A Plague Tale Flash Review: Desperate Times...

Medieval France is an unlikely choice for the setting of a video game. Darkness, poverty, disease and… rats. However, if you were intent on making a video game stand out (or sink in) - deeply - to the memory of unsuspecting gamers, then perhaps it makes better sense. Moreover, A Plague Tale: Innocence is both a gripping adventure through puzzle and stealth action and the tense story of two characters struggling to survive. Indeed, desperation is the name of the game and it’s certainly at times a stressful and violent experience.

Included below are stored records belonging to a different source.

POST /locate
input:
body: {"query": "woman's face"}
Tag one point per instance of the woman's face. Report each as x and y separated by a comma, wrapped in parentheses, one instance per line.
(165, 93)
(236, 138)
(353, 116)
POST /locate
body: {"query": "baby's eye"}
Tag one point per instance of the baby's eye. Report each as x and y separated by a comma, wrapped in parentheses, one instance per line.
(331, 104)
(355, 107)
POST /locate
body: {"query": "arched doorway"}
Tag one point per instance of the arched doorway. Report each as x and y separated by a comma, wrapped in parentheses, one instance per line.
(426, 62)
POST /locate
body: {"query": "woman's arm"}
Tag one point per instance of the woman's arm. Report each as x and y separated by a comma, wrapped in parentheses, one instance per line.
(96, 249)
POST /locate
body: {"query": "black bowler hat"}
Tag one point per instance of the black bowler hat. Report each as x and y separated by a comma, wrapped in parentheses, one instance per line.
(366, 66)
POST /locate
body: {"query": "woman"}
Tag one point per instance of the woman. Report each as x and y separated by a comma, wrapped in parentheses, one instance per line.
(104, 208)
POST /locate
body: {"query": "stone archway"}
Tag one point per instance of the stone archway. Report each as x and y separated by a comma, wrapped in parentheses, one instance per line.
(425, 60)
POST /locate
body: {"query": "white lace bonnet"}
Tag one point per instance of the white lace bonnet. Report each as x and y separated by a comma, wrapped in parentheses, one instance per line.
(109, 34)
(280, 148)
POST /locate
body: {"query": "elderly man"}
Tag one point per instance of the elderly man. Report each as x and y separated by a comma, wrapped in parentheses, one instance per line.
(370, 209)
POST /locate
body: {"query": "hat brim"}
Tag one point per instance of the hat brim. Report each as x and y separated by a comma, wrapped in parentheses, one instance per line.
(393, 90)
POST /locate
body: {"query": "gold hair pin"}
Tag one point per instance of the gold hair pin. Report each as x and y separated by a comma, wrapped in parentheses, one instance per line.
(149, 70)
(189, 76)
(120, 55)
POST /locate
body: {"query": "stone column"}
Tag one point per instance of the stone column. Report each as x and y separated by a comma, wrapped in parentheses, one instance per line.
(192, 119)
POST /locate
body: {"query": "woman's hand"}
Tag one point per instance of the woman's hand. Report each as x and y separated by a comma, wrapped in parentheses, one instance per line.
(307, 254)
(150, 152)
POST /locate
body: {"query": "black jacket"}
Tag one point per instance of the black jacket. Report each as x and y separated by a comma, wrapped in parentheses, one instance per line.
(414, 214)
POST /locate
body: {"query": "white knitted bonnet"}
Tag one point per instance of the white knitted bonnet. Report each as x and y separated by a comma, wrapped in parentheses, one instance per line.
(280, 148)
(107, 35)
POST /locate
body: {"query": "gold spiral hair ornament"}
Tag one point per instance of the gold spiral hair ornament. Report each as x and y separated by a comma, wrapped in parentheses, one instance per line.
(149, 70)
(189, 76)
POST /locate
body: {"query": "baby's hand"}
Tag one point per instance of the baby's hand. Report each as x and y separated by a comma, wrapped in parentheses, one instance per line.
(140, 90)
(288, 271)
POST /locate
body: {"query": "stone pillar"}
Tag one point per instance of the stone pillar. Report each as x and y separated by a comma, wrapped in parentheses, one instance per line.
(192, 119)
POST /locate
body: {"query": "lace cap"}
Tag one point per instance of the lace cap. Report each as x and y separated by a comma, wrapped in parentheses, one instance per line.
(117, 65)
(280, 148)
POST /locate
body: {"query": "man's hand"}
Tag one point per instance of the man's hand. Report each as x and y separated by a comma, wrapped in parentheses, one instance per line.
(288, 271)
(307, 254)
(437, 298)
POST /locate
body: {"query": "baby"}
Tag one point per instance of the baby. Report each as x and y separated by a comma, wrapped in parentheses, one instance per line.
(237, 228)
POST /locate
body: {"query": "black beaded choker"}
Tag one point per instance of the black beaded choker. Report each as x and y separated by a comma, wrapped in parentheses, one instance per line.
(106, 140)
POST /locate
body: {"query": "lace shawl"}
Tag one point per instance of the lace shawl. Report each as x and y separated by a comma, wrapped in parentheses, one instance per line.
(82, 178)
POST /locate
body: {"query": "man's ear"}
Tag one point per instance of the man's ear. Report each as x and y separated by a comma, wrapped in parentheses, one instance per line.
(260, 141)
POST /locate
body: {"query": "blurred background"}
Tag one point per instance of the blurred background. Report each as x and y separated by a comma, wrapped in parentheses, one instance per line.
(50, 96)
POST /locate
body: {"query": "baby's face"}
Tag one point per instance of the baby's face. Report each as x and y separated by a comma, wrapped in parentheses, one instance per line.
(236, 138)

Why not zombies? Well, perhaps games should reach a little higher sometimes, and tackle more episodes from real history. World War Z and Days Gone may have zombies coming from all angles, but A Plague Tale wants to harness the mechanic within its narrative. And perhaps not just that, a plague-ridden landscape has a potentially more subtle, more menacing quality about it, where infection and death could hide in the air itself and breed surprising actions in people. In fact, the concept allows for everything to be potentially hostile to the characters in this game.


Dependent characters


God of War might have influenced the developers to go for an emotional experience. Here we have a sibling attachment that will pull us through a ravaged landscape where fear and death have transformed people in morally ambiguous ways. As with zombies, good ‘ole humanity is put on hold for awhile and instead we see a twisted version, although where family comes first.


The length of this game is impressive, with 10 to 12 hours of playtime filled with stunning and at times dark and quite violent visuals. Yes, it’s going to be tense and tricky at times, but with knowledge of the grim setting this is really what players have signed up for.


It’s a lot of medieval darkness to contend with. Surely that’s the point of an engrossing game however. It has to take you on an epic journey. This one does, and it maintains its blend of stealth and story throughout. It must be said that such gameplay never gets any deeper or more complex, but there are other less story-driven games for all that.


One thing’s for sure, the tale of Amicia and Hugo, and this dark wretched period in human history in 1349 where the outbreak of disease brought humanity - rich and poor - to its knees, will be a gaming tale long remembered. It's like a haunting echo from the real history itself.